Chronique : À l’heure du «Patriot Act»

Par Chérif Abdedaïm, le 13 février 2015

patriot act

 

« Quiconque est disposé à abandonner une partie de sa liberté au nom d’une prétendue sécurité, ne mérite ni l’une ni l’autre » (Benjamin Franklin, un des pères de l’Indépendance américaine, 1706-1790). « Encore deux ou trois attentats comme celui du 11 septembre, et nous avons un régime fasciste en Amérique »
(Norman Mailer, écrivain américain). Suite aux attentats du 11 septembre et sans perdre de temps, le Congrès réalise l’union sacrée et adopte dès le 14 septembre, à la quasi-unanimité, une loi « « autorisant l’usage de la force militaire contre les responsables des récents attentats contre les Etats-Unis », un texte donnant pratiquement carte blanche au Pentagone.

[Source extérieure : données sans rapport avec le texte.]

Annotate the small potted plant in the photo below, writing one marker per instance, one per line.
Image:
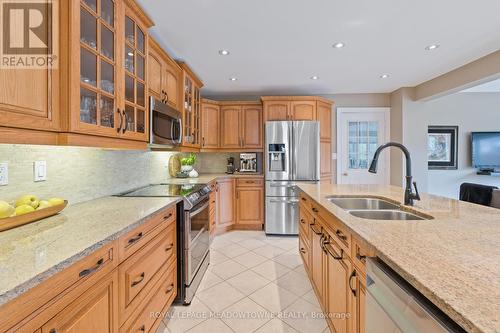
(187, 163)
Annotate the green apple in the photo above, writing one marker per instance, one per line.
(43, 204)
(24, 209)
(28, 199)
(56, 201)
(6, 210)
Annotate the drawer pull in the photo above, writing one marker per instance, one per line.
(360, 257)
(169, 289)
(340, 235)
(141, 278)
(135, 239)
(353, 274)
(88, 271)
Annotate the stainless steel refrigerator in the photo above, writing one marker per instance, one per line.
(292, 154)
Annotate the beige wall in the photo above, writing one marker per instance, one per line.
(80, 174)
(482, 70)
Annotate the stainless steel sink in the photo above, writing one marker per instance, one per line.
(385, 215)
(362, 203)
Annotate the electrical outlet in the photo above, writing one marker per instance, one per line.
(39, 171)
(4, 174)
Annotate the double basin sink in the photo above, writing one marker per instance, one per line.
(374, 208)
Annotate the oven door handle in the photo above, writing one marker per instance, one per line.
(196, 212)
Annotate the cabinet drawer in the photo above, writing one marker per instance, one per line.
(304, 220)
(249, 182)
(160, 298)
(136, 238)
(304, 247)
(137, 272)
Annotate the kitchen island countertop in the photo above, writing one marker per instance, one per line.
(453, 259)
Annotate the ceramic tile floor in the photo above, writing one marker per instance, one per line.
(255, 283)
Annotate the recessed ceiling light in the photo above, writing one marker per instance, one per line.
(432, 47)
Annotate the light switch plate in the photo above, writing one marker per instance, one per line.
(4, 174)
(39, 171)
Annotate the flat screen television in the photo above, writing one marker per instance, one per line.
(486, 150)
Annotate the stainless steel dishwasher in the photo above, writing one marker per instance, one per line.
(393, 306)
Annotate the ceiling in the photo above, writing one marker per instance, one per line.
(277, 45)
(492, 86)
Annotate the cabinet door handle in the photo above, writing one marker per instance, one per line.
(91, 270)
(353, 274)
(170, 288)
(316, 232)
(340, 235)
(126, 122)
(135, 239)
(141, 278)
(121, 121)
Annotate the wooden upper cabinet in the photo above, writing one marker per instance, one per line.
(210, 118)
(230, 126)
(191, 108)
(155, 71)
(303, 110)
(225, 202)
(164, 76)
(108, 69)
(251, 118)
(94, 311)
(29, 98)
(172, 84)
(324, 115)
(276, 110)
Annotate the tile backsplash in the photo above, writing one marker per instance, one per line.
(80, 174)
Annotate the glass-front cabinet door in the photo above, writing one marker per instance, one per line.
(135, 50)
(98, 67)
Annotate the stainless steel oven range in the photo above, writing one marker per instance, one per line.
(193, 239)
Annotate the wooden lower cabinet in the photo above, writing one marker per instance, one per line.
(94, 311)
(99, 295)
(250, 205)
(225, 204)
(339, 284)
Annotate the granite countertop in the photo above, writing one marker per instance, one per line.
(34, 252)
(453, 259)
(209, 177)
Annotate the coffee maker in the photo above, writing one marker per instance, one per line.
(230, 168)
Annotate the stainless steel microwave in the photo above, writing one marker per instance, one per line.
(165, 124)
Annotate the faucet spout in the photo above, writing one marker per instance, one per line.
(409, 195)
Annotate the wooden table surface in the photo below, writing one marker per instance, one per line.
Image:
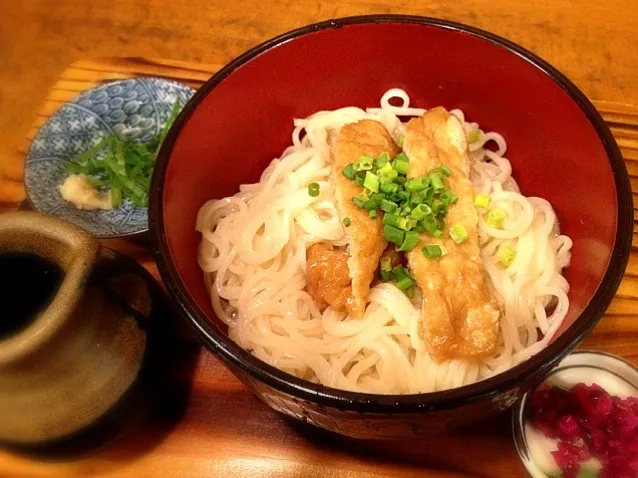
(224, 430)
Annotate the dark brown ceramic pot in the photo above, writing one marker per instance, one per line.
(83, 353)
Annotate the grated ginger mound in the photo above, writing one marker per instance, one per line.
(77, 190)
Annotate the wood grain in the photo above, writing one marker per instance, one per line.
(226, 431)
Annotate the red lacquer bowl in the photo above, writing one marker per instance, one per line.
(559, 147)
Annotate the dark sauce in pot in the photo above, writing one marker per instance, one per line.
(28, 284)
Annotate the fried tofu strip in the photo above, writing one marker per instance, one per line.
(365, 235)
(460, 314)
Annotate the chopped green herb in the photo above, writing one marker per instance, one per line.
(399, 272)
(415, 185)
(436, 180)
(122, 165)
(382, 160)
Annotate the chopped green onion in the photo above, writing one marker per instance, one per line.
(349, 171)
(400, 180)
(364, 195)
(432, 251)
(385, 170)
(415, 185)
(404, 223)
(458, 233)
(389, 188)
(393, 234)
(382, 160)
(436, 180)
(429, 223)
(363, 163)
(482, 201)
(505, 255)
(420, 212)
(388, 206)
(415, 199)
(399, 272)
(474, 135)
(410, 241)
(401, 167)
(371, 182)
(313, 190)
(445, 170)
(405, 283)
(371, 205)
(358, 202)
(402, 157)
(447, 197)
(391, 220)
(496, 217)
(116, 197)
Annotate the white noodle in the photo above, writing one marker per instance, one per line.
(253, 254)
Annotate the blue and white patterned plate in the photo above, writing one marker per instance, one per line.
(137, 108)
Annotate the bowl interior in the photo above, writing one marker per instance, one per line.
(245, 121)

Seule Barbara Lee, députée démocrate de Californie, s’oppose à ce coup de force.
Quelques semaines plus tard, les élus américains sanctionnent une loi « antiterroriste » intitulée « Unir et renforcer l’Amérique en lui fournissant les outils appropriés pour barrer la route et faire échec au terrorisme », ce qui donne USA PATRIOT. Un acronyme pas très original, sans doute, mais suffisant pour impressionner durablement le cerveau prélavé de l’Américain moyen, endoctriné dès le cours préparatoire par la prière quotidienne, le serment d’allégeance, les clichés pseudo-historiques, le chauvinisme national, etc. (à propos de cette mise en condition, lire ici http://www.serendipity.li/wot/gumbel.htm, un article d’Andrew Gumbel, correspondant aux Etats-Unis du quotidien britannique The Independent).
Au Sénat, sur cent élus, un seul – Russ Feingold (du Wisconsin) – ose voter non. A la Chambre des Représentants, un certain nombre de démocrates qui avaient accepté la première loi sans la lire, se souviennent qu’ils sont censés former l’opposition: il y a 66 voix contre (sur 435). Al Gore, vainqueur théorique de l’élection présidentielle de novembre 2000, mais perdant réel à la suite d’une parodie de dépouillement et d’on ne sait quelle tractation financière entreprise en coulisse, s’incline publiquement devant « son président » et « son commandant en chef ».
Le projet de loi USA PATRIOT, bien que comportant plusieurs centaines de pages, est adopté sans le moindre débat, en l’espace de 72 heures; aucun député n’a eu le loisir d’en étudier les détails. En temps normal, il faut plusieurs mois pour faire passer un texte de cette envergure. Tout laisse donc à penser que la loi était prête depuis un certain temps et que ses initiateurs n’attendaient que le moment favorable pour la présenter.
Cela dit, après les attentats contre Charlie Hebdo, les expressions « 11 septembre français » et « Patriot Act » sont relayés par certains hommes politiques français. Ainsi, pendant la manifestation du 11 janvier, les parlementaires français applaudissaient debout le discours martial d’un Manuel Valls préparant le terrain à un Patriot Act bien à la « française ». Christian Jacob, élu UMP, allait même jusqu’à intimer, sans doute au nom de la liberté d’expression et sans trop de contradicteurs, de « restreindre les libertés publiques et individuelles de certains ».